One giant step August 8, 1985

 


I keep thinking of that Christmas in 81, after Mary Ann made her decision, and floundered, not just because Johnny couldn’t give up junk, but because she was bringing him out into a world with some many temptations and dangers.

As said earlier in my journal, Johnny was never the person he pretended to be.

I got a hint of this when Johnny made Mary Ann destroy all the writing even remotely associated with Danny.

Maybe this was understandable, if not at all excusable.

Johnny was punishing Mary Ann for being human. She made errors in judgement he held against her.

This from a man whose record of failings is mapped out in tracks on his arms, legs, even between his toes.

Johnny’s rich father from Englewood gave him a camera which he used to take nude shots of Mary Ann, piling them up inside his dresser as if she was a prize won in some cosmic lottery, always emphasizing her intense beauty, but rarely her real inner beauty other people saw.

The romantic appeal that had driven Mary Ann into Johnny’s arms slowly faded, or perhaps the glitter she’d seen in him early on chipped away to reveal something far more flawed underneath.

That’s when the dreams about Danny began. She later confessed to me about her calling Danny twice – once drunk, another time, stoned. She later gave up alcohol and pot – she said – as part of her new found religious conviction, born again. Although I suspect, she could not resist the desire to see or even touch Danny when inebriated. She stomped down these feelings, destroying her art, objectivity and previous life style for the illusion of being “right with God” and with Johnny.

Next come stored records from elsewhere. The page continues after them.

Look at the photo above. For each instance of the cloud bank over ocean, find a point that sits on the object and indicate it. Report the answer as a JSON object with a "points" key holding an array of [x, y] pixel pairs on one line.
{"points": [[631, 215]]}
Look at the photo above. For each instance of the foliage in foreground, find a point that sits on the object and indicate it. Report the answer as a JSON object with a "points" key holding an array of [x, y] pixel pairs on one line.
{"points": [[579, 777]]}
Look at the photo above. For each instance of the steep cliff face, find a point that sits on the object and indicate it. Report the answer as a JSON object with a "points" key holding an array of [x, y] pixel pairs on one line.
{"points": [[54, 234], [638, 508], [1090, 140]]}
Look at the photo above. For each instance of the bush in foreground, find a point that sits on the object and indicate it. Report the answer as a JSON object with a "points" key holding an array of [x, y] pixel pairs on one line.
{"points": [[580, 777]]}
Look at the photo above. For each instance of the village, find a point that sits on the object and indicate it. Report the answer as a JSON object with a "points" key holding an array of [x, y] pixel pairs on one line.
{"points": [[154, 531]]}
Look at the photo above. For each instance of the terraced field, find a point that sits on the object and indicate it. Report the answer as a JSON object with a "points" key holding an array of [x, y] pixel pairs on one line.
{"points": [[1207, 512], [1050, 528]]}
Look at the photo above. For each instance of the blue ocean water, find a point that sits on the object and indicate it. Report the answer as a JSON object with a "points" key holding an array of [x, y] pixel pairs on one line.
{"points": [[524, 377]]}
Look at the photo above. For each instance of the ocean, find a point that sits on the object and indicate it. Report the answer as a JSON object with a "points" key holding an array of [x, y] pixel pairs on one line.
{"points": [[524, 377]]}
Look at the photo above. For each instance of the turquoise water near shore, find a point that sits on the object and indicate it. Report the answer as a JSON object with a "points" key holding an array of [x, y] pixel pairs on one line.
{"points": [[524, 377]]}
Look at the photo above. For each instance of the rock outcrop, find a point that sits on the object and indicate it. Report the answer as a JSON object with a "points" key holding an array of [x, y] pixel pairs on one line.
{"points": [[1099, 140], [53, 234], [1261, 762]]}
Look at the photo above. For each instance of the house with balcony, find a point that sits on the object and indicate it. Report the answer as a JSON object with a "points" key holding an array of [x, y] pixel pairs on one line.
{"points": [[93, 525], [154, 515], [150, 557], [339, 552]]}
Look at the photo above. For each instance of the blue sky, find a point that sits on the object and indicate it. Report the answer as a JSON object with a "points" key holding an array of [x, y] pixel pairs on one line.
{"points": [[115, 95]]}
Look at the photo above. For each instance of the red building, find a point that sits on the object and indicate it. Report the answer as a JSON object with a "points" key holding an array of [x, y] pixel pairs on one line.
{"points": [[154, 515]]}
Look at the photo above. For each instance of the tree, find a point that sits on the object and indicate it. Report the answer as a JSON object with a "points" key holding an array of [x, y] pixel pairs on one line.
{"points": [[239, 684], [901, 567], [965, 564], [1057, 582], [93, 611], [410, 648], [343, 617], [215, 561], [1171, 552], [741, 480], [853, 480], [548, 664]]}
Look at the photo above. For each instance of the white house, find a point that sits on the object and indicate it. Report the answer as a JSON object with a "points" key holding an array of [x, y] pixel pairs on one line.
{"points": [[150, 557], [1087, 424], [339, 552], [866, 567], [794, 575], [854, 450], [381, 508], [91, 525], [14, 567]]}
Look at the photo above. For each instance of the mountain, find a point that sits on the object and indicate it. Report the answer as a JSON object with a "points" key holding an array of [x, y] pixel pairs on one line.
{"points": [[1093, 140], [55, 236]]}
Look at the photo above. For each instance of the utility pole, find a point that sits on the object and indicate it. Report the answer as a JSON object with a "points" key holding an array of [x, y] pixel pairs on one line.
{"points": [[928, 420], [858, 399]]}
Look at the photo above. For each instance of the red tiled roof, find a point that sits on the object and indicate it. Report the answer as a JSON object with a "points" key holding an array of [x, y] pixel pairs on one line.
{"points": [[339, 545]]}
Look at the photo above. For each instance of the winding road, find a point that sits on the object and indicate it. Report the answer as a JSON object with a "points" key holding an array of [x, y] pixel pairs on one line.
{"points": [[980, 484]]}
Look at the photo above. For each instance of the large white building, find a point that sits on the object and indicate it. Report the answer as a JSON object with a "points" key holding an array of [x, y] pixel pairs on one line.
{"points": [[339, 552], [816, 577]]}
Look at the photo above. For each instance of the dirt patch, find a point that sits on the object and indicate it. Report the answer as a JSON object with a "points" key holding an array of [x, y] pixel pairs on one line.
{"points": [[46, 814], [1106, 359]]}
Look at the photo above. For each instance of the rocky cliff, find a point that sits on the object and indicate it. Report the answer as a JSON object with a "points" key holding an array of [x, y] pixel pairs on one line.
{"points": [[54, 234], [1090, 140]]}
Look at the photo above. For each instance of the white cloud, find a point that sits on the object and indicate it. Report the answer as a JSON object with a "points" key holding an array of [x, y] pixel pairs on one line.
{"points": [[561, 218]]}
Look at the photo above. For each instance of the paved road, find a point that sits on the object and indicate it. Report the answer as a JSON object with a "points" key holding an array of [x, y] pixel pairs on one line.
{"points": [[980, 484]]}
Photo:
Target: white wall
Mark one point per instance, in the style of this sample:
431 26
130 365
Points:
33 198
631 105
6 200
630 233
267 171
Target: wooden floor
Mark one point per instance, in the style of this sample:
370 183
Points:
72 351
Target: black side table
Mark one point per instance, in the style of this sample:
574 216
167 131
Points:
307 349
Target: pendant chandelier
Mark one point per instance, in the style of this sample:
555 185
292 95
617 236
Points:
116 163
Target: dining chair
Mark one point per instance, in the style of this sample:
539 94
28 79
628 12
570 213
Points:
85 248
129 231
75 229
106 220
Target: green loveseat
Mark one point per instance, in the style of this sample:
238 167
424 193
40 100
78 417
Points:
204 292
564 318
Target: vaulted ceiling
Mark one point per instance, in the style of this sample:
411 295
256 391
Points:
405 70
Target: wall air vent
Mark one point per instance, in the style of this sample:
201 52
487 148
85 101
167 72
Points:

She had made her decision, and nobody was going to talk her out of it.

I think she could not back down after the stubborn stance she had taken when confronted by family and friends over her relationship with a jail bird junkie.

To alter course would be a major embarrassment, something she would have to live with the rest of her life.

She pressed on, scheduling their marriage for the following September, and when that did not seem like enough, she abandoned birth control, getting herself pregnant, forcing them to move up the ceremony six months.

Johnny still did drugs now and then, sometimes agreeing to meet his old high partner, often keeping this from Mary Ann, lying about it when she confronted him, nearly hitting her when she refused to believe what he was telling her.

Stuck with Johnny and the soon-to-arrive baby, Mary Ann lashed out at Johnny’s pal, putting the blame on him for Johnny’s behavior. She wouldn’t acknowledge the fact that Johnny wanted the drug as much as his pal was willing to supply it, and Johnny would seek it out elsewhere if Mary Ann succeeded in divorcing his pal from Johnny.

But her getting in the middle only enraged Johnny and the intensity of his anger said a lot about what went on inside him when he was in fact supposedly off the stuff.

Mary Ann constantly complained to me about her dreams in which she met other lovers and didn’t know what to do.

After the birth of her baby, she called Danny again.

He told her not to call him again.

“What if I was to ask if I could come and see you?” she asked.

“Don’t ask,” he told her. “I might say yes.”

The most intense changes came after her marriage to Johnny. She began to see all of her old friends – even those who had been extremely close – as shallow, their fast lane values as superficial. She found it difficult to be civil when she spoke with or about them. She even became judgmental about herself, hating the portrait of Marilyn Monroe she had loved since she was a teen, taking a huge step towards utter intolerance – which was not the Mary Ann I knew or loved.